Güvenlik özellikleri de geniş bir yelpazeye yayılıyor. Adaptif hız sabitleyici, yarı otonom sürüş destekleri ve gelişmiş park asistanı bunlardan yalnızca birkaçı. MB.Drive sistemi eller serbest sürüşe imkân tanırken, MB.Parking Assist park manevralarında büyük kolaylık getiriyor. Bunun yanında, aktif ve pasif güvenlik donanımları da standart olarak sunuluyor. Bu yönüyle araç, premium segmentteki beklentileri karşılamayı sürdürüyor.

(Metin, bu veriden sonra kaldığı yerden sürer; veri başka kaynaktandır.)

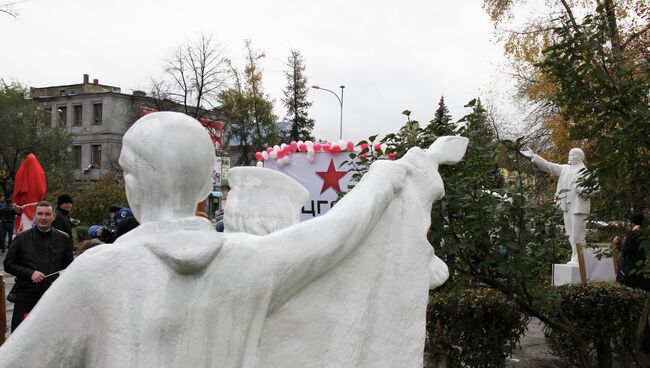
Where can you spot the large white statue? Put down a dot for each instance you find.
(569, 195)
(175, 293)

Elektrikli Mercedes-Benz GLC, ABD’de 2026 yılının ikinci yarısında satışa çıkacak. Resmi fiyatlar henüz açıklanmadı fakat benzinli versiyonun 50.800 dolardan başladığı biliniyor. Bu nedenle elektrikli versiyonun biraz daha yüksek bir fiyat seviyesine sahip olması bekleniyor. Yine de Mercedes, bu modelle elektrikli SUV rekabetinde güçlü bir konuma gelmeyi amaçlıyor.